We have regularly cited an American study which found that 75% of Americans are terrified of speaking in public. 3 out of 4 people is no small matter. But it also means that for a quarter of those polled, speaking in public is not a cause for concern. We can even imagine that among those 25%, some genuinely enjoy the exercise (yes, it is possible!). How about taking the time to talk about these lucky ones? If, on the other hand, you’re on the other team, go straight to the second paragraph!
I love presenting ideas, to continue to progress
This may sound surprising, and yet, there are people who genuinely enjoy speaking in public. People who take great pleasure in expressing themselves in front of others. I know, it’s strange… but true!
Since this is rather rare, when we meet this person in business, we tend to let him or her speak often. After all, they like it, they might as well go for it! However, in some cases, this can be counterproductive: just because you like the exercise does not mean that you are necessarily efficient, or that you are the right person to address a specific topic.
To stay focused on sincerity and authenticity, consider whether the chosen speaker would be the natural person to turn to for this topic. If the answer is no, turn to the particular person you need.
If you are that person yourself, ask yourself: “Can my presentation be understood and remembered by the general audience?” If not, don’t leave some of them behind on the side of the road, it’s time to work on your presentation. You must be clear and impactful on your key messages. This is how you can successfully guide your audience along the path of your thinking. Because, the pitfall, when you like presenting, is distracting your audience, without providing them with real answers to their questions.
As part of strategic speaking, entertainment is just one way to increase the likelihood that the audience shows interest, to make your projects more desirable. It is therefore essential to be in a rich relationship where what you say is at the service of your idea and your audience.
I don’t like presenting, can it be treated?
Learn to live with stage fright
When it comes to public speaking, a criterion for success that often comes up is ‘ease’:
“They are comfortable, I am not.”
As if verbal performances had to be shown with a form of comfort. This feeling is mostly wrong. There is a cognitive bias with stage fright: the stress we feel forces us to idealize what others are going through, while minimizing their stress. However, we have a secret to tell you: it is natural to feel uncomfortable! Ease and performance do not necessarily go hand in hand, on the contrary!
Defining your stage presence goal is essential to prevail over stage fright:
- What is expected of me?
- What is my key message?
- What emotions do I want to convey?
By asking yourself these questions and preparing your answers, you can focus on what really matters: your idea.

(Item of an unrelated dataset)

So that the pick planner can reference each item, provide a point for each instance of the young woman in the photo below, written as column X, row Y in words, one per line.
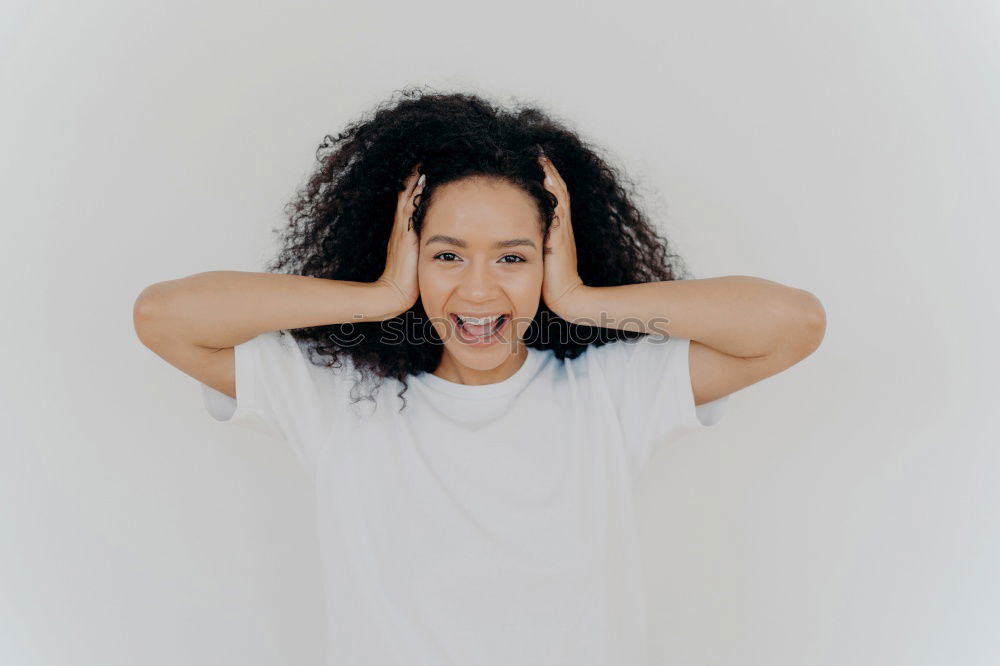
column 473, row 341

Learn to structure your remarks
Beyond stage fright, one of the things that amplifies the feeling that you really don’t like speaking in public is that you don’t like the way you approach topics. We often don’t know where to start or find that what we have to say isn’t impactful.

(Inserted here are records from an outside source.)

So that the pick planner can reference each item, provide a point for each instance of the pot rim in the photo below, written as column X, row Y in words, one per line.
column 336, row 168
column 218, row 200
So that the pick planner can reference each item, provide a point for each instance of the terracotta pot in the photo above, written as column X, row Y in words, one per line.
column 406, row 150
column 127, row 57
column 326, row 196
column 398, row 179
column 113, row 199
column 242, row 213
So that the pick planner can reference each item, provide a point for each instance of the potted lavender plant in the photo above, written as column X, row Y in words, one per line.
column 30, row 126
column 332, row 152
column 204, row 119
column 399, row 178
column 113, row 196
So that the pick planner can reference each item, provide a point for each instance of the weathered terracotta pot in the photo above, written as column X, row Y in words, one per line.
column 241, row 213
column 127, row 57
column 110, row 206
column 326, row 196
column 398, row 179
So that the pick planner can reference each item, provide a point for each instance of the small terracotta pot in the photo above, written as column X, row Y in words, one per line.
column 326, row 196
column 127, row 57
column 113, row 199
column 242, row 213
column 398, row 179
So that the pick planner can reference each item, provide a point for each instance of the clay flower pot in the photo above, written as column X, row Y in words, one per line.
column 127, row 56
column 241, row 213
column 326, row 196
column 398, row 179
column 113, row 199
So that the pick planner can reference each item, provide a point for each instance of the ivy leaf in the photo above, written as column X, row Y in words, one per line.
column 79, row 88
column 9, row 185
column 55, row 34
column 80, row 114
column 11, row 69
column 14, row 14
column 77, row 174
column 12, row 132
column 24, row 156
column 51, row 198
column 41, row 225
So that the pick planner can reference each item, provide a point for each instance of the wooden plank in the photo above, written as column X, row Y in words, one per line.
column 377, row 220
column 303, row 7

Often, when we don’t know how to go about something, we take less time to do it; we postpone until the last minute and it ends up being too late. In the end, the remarks we have planned are neither pleasant to deliver nor to receive. In short, we feed our own fears.
Once again, ask yourself these key questions:
- What is keeping your audience up at night?
- What is your promise of change?
- What’s in it for them?
These questions are a first step in preparing and structuring your talk. This is a fundamental step in gradually de-demonizing public speaking. Because, when you like what you have to say and have found a way say it in a way we can appreciate, you inevitably get more enjoyment in sharing it with others, and it shows!
Like it or hate it, public speaking shouldn’t make you lose sight of the most important thing: your audience. How do I get them on board? Beyond the entertainment aspect, think about providing real answers. And if you are nervous, think about what you sincerely want to share with your audience and try to apply some of these little exercises.